SpectralSplats: Robust Differentiable Tracking via Spectral Moment Supervision
Avigail Cohen Rimon, Amir Mann, Mirela Ben Chen, Or Litany

TL;DR
SpectralSplats introduces a frequency domain supervision method for robust, differentiable 3D tracking, overcoming vanishing gradients caused by camera misalignments and enabling recovery of complex deformations.
Contribution
It shifts the tracking optimization from spatial to spectral domain, creating a global basin of attraction and a frequency annealing schedule for improved robustness.
Findings
Successfully recovers complex deformations from severe misalignments.
Outperforms spatial loss methods in challenging tracking scenarios.

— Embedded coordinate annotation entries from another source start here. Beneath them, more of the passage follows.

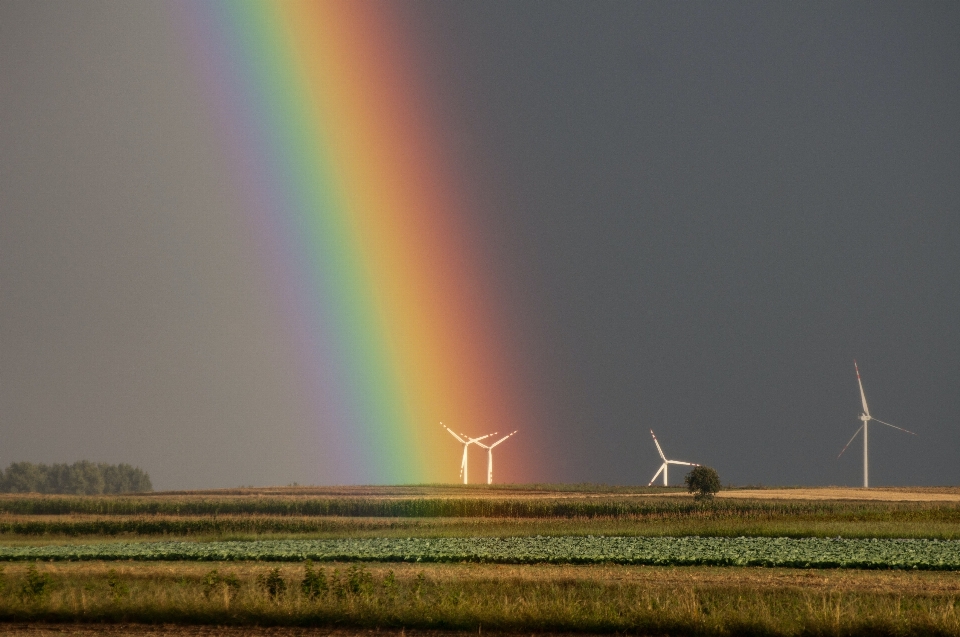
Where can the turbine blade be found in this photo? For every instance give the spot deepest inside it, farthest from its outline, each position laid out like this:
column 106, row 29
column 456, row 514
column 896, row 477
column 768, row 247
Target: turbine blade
column 657, row 474
column 451, row 433
column 848, row 444
column 894, row 426
column 473, row 440
column 501, row 440
column 659, row 450
column 863, row 397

Acts as a drop-in replacement for existing spatial loss functions.
Abstract
3D Gaussian Splatting (3DGS) enables real-time, photorealistic novel view synthesis, making it a highly attractive representation for model-based video tracking. However, leveraging the differentiability of the 3DGS renderer "in the wild" remains notoriously fragile. A fundamental bottleneck lies in the compact, local support of the Gaussian primitives. Standard photometric objectives implicitly rely on spatial overlap; if severe camera misalignment places the rendered object outside the target's local footprint, gradients strictly vanish, leaving the optimizer stranded. We introduce SpectralSplats, a robust tracking framework that resolves this "vanishing gradient" problem by shifting the optimization objective from the spatial to the frequency domain. By supervising the rendered image via a set of global complex sinusoidal features (Spectral Moments), we construct a global basin of…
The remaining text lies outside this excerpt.